Наконец, его выгнали из ателье. Он говорил, что теперь у него работка повеселее, что теперь он работает фотокорреспондентом в газете. Никто, конечно, не верил. Кто ж такого в газете держать будет? Да и где они, газеты-то эти?
— А я под псевдонимом. Во вчерашней «вечерке» видели фотозарисовку «На набережной Москвы»? Моя.
Он хоть и пил, а все равно оставался красивым, крепким мужчиной — стальные кудрявые волосы, светлые глаза, фигура пружинистая, стройная. Когда он возвращался домой, кто-нибудь из женщин, бывало, начнет ему выговаривать, что он с женой груб, что скандалит, и — дрогнет голос, затеплится и угаснет.
— Да ты что, Лидуш? Я с ней только ласкаюсь. Заходи как-нибудь чаю попить. Я на гитаре спою.
Изредка он выходил на балкон с гитарой и звонко будоражил женские души щегольским пением:
А на другой день, скользя по утоптанному снегу, он идет с Джильдой в пивной бар Старопитейного переулка, и в холодных его эмалевых глазах — злоба. Я замираю с самодельной клюшкой в руке, а шайба свистит мимо меня, когда он возвращается, озлобленный от пива еще больше, дергает поводок так, что Джильду скручивает от удушья, и вдруг отрывисто он бьет ее острым носком ботинка в беззащитный, бесхвостый зад. Я зажмуриваюсь и слышу визг попавшего в зубья электропилы гвоздя — так кричит от боли Джильда. И даже с закрытыми глазами я вижу, как у нее костенеют задние лапы, и она скользит ими, неживыми, по обледенелому асфальту моего детства, которое снится мне во сне. Только во сне бывает так, что не хочешь видеть чего-то ужасного, закрываешь глаза, а оно все равно видится и видится, потому что глаза памяти закрыть невозможно. И конечно, тогда я не закрывал глаза и видел, как по ляжке Джильды стремится тонкий ручеек крови, и как она идет передними лапами, а задними, оцепенелыми, едет по асфальту. Но во сне всегда бывало так, что я зажмуривался, а снов на эту тему было тысяча, и в памяти воспоминания о снах путаются с воспоминаниями о действительности. Точно так же я обычно зажмуривался, когда по телевизору показывали ужасы фашистских концлагерей, а во сне оставался беззащитен перед этими ужасами — сколько ни закрывай глаза, они прокрадывались под веки и жгли зрение.
И я не побежал тогда к дяде Борису Панкову, как к Фросе, и не крикнул ему, что убью его, когда вырасту и стану бандитом. Я ходил тогда по двору как по заколдованному кругу и смотрел на рассыпанные бусинки собачьей крови.

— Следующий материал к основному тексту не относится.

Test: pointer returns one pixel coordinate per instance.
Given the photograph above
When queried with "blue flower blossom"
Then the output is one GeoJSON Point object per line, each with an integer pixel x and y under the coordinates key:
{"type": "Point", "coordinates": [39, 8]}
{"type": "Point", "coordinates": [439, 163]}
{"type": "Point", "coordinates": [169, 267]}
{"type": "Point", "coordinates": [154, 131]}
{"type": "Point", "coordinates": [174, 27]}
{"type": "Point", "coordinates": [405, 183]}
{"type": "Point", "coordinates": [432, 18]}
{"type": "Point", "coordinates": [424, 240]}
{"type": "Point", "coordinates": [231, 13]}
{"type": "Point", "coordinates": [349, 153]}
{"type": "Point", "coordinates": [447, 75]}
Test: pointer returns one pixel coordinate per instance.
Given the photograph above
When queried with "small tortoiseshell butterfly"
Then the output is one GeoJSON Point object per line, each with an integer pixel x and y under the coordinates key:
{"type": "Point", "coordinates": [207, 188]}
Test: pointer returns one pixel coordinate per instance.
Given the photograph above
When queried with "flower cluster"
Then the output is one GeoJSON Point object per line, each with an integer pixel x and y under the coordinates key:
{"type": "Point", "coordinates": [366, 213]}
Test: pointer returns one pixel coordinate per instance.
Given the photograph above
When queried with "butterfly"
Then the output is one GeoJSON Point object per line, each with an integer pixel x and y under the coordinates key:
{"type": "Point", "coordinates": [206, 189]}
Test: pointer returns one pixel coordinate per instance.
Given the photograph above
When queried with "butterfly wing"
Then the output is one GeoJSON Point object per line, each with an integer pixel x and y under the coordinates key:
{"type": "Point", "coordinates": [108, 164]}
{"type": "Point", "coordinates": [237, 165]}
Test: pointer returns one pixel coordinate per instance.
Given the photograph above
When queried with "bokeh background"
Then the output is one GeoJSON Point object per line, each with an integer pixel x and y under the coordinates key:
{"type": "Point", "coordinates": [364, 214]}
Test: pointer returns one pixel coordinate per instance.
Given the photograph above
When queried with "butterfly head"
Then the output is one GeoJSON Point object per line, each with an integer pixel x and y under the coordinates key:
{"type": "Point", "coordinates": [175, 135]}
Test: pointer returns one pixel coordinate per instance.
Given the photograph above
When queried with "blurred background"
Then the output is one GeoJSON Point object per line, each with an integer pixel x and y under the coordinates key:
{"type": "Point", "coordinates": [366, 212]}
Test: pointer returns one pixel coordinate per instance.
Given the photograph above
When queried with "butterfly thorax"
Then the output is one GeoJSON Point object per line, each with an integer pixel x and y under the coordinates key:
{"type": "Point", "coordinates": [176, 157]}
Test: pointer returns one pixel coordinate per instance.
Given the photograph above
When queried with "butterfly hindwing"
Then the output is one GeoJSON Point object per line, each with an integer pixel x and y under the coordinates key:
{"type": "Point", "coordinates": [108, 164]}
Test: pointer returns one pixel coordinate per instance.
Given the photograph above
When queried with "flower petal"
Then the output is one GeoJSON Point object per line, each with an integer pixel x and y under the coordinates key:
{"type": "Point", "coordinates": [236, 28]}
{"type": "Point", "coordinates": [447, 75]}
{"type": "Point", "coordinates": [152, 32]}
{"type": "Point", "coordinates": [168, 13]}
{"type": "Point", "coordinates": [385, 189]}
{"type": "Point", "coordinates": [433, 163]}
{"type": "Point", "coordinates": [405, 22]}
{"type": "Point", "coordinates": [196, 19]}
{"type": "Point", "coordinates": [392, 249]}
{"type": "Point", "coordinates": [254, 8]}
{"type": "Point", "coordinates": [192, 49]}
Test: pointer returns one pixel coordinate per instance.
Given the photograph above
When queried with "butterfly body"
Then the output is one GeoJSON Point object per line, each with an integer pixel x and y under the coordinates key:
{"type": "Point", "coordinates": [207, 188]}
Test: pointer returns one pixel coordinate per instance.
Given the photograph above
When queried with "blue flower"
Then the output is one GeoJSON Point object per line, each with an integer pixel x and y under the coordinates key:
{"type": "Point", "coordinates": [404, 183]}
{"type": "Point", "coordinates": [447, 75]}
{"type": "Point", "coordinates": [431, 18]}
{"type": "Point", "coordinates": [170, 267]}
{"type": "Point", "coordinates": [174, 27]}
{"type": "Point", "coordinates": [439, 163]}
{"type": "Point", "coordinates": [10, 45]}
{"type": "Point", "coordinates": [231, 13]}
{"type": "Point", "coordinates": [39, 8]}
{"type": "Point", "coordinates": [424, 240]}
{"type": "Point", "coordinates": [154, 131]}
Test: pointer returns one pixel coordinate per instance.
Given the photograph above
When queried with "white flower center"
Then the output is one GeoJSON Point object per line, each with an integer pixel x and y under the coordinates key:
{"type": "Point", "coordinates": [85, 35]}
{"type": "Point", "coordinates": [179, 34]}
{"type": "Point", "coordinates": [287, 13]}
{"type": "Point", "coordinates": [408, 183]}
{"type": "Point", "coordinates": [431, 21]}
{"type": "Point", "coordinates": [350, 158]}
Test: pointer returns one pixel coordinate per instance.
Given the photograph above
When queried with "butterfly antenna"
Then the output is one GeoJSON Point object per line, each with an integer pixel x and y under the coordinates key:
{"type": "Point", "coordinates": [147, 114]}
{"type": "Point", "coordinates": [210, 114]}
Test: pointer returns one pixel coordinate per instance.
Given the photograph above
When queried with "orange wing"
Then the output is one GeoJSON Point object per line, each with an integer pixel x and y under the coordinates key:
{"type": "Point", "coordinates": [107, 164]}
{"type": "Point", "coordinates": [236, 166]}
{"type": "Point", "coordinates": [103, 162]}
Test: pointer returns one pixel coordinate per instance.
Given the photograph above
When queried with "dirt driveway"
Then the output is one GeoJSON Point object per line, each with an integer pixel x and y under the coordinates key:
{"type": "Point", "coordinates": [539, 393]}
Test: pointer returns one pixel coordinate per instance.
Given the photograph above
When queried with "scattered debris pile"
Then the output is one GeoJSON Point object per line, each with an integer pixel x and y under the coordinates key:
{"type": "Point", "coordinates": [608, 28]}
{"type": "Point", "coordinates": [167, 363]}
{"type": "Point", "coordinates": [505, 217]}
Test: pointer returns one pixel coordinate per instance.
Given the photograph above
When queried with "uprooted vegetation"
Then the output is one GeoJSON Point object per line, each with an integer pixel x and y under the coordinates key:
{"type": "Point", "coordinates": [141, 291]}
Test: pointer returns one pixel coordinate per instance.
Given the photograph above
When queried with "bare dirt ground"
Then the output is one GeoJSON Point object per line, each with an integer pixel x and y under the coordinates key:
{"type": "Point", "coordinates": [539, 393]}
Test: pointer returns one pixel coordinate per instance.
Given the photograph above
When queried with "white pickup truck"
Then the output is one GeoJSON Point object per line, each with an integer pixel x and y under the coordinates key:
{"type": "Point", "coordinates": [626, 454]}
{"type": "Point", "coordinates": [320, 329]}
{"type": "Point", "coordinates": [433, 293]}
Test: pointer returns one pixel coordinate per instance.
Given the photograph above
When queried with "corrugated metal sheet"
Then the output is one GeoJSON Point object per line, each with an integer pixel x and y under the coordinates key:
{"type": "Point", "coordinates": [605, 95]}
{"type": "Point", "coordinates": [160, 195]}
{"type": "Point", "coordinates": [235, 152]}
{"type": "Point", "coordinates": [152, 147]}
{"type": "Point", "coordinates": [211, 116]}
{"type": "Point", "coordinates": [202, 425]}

А летом погасла звезда нашего двора Игорь Велогонщик. Звезда стала Пятном. Игорь струсил. В первых же гонках он едва не оказался в завале, и это так испугало его, что он решил навсегда бросить велосекцию.
— Что я, враг себе, что ли? Пятеро насмерть, двадцать человек в больницу. И всё прямо у меня перед носом. Чуть бы чуть, и я б тоже туда угодил. Нет уж, на фиг, на фиг. Что я, козел, что ли?

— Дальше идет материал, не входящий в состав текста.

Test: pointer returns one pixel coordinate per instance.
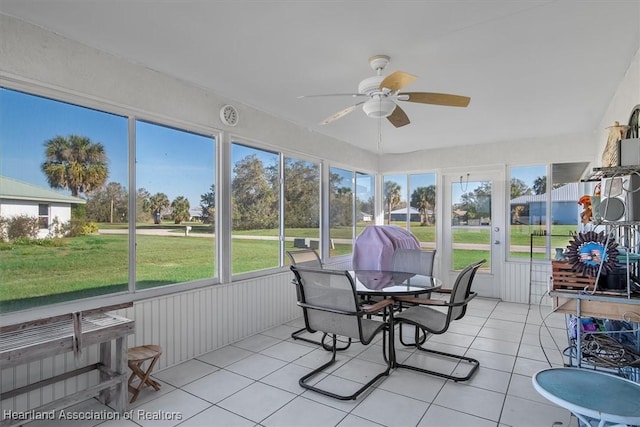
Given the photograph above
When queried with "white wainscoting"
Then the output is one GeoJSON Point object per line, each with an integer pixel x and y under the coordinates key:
{"type": "Point", "coordinates": [188, 324]}
{"type": "Point", "coordinates": [526, 283]}
{"type": "Point", "coordinates": [184, 324]}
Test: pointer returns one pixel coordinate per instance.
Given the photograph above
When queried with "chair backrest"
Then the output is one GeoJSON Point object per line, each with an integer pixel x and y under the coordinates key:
{"type": "Point", "coordinates": [305, 257]}
{"type": "Point", "coordinates": [413, 261]}
{"type": "Point", "coordinates": [462, 289]}
{"type": "Point", "coordinates": [328, 300]}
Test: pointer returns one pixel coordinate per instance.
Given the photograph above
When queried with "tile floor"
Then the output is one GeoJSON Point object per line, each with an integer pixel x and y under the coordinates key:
{"type": "Point", "coordinates": [254, 382]}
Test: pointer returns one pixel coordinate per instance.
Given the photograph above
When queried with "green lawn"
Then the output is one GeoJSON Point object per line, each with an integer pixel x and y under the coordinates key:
{"type": "Point", "coordinates": [79, 267]}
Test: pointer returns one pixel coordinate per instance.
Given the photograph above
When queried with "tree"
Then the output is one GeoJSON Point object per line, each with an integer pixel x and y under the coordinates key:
{"type": "Point", "coordinates": [340, 202]}
{"type": "Point", "coordinates": [254, 198]}
{"type": "Point", "coordinates": [423, 199]}
{"type": "Point", "coordinates": [142, 201]}
{"type": "Point", "coordinates": [392, 196]}
{"type": "Point", "coordinates": [109, 204]}
{"type": "Point", "coordinates": [519, 188]}
{"type": "Point", "coordinates": [75, 163]}
{"type": "Point", "coordinates": [180, 209]}
{"type": "Point", "coordinates": [208, 205]}
{"type": "Point", "coordinates": [301, 194]}
{"type": "Point", "coordinates": [476, 203]}
{"type": "Point", "coordinates": [540, 185]}
{"type": "Point", "coordinates": [156, 204]}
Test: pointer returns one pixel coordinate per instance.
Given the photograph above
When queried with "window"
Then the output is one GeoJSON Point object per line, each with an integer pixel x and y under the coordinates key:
{"type": "Point", "coordinates": [365, 201]}
{"type": "Point", "coordinates": [341, 201]}
{"type": "Point", "coordinates": [410, 202]}
{"type": "Point", "coordinates": [255, 193]}
{"type": "Point", "coordinates": [43, 216]}
{"type": "Point", "coordinates": [301, 204]}
{"type": "Point", "coordinates": [527, 210]}
{"type": "Point", "coordinates": [40, 139]}
{"type": "Point", "coordinates": [422, 208]}
{"type": "Point", "coordinates": [175, 201]}
{"type": "Point", "coordinates": [394, 200]}
{"type": "Point", "coordinates": [530, 232]}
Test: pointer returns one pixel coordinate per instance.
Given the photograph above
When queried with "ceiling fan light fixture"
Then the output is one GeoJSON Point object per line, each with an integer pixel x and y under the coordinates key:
{"type": "Point", "coordinates": [378, 107]}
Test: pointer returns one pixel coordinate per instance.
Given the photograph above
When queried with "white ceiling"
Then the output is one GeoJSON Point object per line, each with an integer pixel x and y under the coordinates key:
{"type": "Point", "coordinates": [532, 68]}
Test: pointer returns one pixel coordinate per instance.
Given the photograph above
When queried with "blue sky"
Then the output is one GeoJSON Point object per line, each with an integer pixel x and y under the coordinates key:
{"type": "Point", "coordinates": [170, 161]}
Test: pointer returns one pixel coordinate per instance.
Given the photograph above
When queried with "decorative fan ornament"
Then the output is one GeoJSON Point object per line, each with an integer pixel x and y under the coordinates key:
{"type": "Point", "coordinates": [590, 249]}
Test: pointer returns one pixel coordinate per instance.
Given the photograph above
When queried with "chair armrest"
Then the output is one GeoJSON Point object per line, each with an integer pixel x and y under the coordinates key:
{"type": "Point", "coordinates": [420, 301]}
{"type": "Point", "coordinates": [374, 308]}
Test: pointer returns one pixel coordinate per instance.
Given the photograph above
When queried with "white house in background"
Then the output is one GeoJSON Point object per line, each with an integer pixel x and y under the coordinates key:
{"type": "Point", "coordinates": [20, 198]}
{"type": "Point", "coordinates": [401, 214]}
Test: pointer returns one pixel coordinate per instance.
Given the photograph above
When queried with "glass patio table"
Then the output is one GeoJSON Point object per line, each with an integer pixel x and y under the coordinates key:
{"type": "Point", "coordinates": [393, 283]}
{"type": "Point", "coordinates": [594, 397]}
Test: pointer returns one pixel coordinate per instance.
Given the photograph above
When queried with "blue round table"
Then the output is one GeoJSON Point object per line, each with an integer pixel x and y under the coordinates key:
{"type": "Point", "coordinates": [592, 396]}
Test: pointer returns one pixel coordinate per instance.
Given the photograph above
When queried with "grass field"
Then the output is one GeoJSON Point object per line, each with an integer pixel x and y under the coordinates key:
{"type": "Point", "coordinates": [71, 268]}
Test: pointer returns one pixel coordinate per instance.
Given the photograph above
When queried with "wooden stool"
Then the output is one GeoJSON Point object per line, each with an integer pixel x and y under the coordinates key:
{"type": "Point", "coordinates": [137, 356]}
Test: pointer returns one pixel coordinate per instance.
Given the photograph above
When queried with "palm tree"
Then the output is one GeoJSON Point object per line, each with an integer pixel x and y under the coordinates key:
{"type": "Point", "coordinates": [180, 209]}
{"type": "Point", "coordinates": [392, 195]}
{"type": "Point", "coordinates": [424, 198]}
{"type": "Point", "coordinates": [156, 204]}
{"type": "Point", "coordinates": [75, 163]}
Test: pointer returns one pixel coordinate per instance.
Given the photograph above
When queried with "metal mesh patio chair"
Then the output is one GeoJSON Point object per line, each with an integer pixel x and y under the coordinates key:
{"type": "Point", "coordinates": [330, 305]}
{"type": "Point", "coordinates": [413, 261]}
{"type": "Point", "coordinates": [428, 319]}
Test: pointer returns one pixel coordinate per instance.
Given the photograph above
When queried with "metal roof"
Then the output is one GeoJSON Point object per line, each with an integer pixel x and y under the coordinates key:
{"type": "Point", "coordinates": [18, 190]}
{"type": "Point", "coordinates": [566, 193]}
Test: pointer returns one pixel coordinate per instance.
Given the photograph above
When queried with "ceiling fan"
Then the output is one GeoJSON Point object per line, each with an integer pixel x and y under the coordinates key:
{"type": "Point", "coordinates": [384, 92]}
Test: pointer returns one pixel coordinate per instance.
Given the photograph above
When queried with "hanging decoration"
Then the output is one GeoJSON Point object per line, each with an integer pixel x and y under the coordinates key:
{"type": "Point", "coordinates": [589, 250]}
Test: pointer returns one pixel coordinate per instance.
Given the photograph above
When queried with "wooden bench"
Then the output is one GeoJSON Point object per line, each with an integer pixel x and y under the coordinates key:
{"type": "Point", "coordinates": [26, 342]}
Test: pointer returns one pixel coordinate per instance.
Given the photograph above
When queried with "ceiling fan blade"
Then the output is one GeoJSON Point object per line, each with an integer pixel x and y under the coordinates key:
{"type": "Point", "coordinates": [397, 80]}
{"type": "Point", "coordinates": [398, 118]}
{"type": "Point", "coordinates": [340, 114]}
{"type": "Point", "coordinates": [435, 98]}
{"type": "Point", "coordinates": [353, 95]}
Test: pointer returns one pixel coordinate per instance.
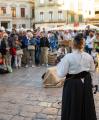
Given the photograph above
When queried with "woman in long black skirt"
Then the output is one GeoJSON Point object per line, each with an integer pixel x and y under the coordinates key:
{"type": "Point", "coordinates": [79, 69]}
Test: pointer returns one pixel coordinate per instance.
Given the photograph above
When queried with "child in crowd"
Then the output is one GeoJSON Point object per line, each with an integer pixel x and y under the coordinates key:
{"type": "Point", "coordinates": [94, 55]}
{"type": "Point", "coordinates": [3, 68]}
{"type": "Point", "coordinates": [19, 52]}
{"type": "Point", "coordinates": [61, 53]}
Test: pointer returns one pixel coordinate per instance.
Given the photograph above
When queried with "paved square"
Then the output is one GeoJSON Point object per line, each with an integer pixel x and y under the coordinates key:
{"type": "Point", "coordinates": [22, 97]}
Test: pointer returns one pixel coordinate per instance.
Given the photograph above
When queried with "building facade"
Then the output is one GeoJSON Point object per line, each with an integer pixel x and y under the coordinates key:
{"type": "Point", "coordinates": [54, 13]}
{"type": "Point", "coordinates": [16, 13]}
{"type": "Point", "coordinates": [95, 19]}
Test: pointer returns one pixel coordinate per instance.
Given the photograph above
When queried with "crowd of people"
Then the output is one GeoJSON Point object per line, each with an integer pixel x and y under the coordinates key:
{"type": "Point", "coordinates": [30, 48]}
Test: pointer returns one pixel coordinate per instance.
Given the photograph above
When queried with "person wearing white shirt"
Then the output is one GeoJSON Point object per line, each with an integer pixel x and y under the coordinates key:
{"type": "Point", "coordinates": [90, 42]}
{"type": "Point", "coordinates": [79, 69]}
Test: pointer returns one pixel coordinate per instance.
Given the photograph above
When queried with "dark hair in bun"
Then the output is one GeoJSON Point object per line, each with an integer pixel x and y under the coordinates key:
{"type": "Point", "coordinates": [78, 41]}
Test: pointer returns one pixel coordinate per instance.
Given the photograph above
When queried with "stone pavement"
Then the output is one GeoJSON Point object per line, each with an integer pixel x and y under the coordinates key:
{"type": "Point", "coordinates": [22, 97]}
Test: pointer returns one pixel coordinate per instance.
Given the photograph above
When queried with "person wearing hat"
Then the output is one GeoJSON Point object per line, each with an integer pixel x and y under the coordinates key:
{"type": "Point", "coordinates": [90, 42]}
{"type": "Point", "coordinates": [96, 42]}
{"type": "Point", "coordinates": [79, 69]}
{"type": "Point", "coordinates": [5, 49]}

Он больше уже не подкатывал к подъезду на легких велокрыльях и не щекотал нашу зависть полиэтиленовой фляжечкой с водой, всунутой в кожаный кармашек на раме, из этой фляжечки так хотелось попить во время утомительного пробега, который каждый из нас лелеял в душе, глядя на триумфальную улыбку Игоря.

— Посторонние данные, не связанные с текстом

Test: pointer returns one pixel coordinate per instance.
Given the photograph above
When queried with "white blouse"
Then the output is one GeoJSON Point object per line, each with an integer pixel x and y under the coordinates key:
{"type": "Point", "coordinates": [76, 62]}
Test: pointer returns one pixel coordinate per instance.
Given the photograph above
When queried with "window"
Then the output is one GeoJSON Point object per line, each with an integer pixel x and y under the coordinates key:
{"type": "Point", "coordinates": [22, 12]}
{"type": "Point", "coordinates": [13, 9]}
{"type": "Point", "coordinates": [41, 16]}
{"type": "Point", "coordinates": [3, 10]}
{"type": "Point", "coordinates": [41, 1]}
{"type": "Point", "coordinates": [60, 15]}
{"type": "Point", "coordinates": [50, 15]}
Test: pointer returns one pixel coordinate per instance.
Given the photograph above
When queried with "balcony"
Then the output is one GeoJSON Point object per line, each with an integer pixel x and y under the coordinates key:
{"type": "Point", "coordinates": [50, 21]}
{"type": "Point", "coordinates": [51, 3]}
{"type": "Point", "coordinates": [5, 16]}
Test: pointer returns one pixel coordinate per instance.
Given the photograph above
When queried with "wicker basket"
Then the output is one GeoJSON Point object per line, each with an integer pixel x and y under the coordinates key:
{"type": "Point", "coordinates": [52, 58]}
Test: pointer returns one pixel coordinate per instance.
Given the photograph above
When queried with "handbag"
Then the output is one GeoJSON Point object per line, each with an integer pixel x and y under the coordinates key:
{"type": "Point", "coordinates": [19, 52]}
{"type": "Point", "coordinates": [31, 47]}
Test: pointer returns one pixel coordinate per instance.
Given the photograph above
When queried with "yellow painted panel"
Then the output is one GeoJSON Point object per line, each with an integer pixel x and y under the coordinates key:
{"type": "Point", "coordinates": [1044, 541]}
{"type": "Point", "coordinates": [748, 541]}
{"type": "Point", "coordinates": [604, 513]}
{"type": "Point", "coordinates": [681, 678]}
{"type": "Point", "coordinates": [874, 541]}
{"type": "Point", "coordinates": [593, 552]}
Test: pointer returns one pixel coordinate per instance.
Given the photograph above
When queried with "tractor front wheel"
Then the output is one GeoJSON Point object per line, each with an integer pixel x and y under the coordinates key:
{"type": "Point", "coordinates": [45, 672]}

Прямо на глазах Игорь Пятно превращался из стройного, тонконогого юноши в мужлана. Окончив школу, он пошел на ту же фабрику, где работала тетя Нина, но работал плохо, и держали его только из уважения к тете Нине, и еще потому, что в феврале ему исполнялось восемнадцать, и его должны были взять в армию. Он оброс длинными волосами, купил себе уже потертые и какие-то диковинно ширококлешные джинсы и временами, когда родителей не было дома, водил к себе вызывающе плотоядную девицу, внушающую ужас всем соседям без исключения.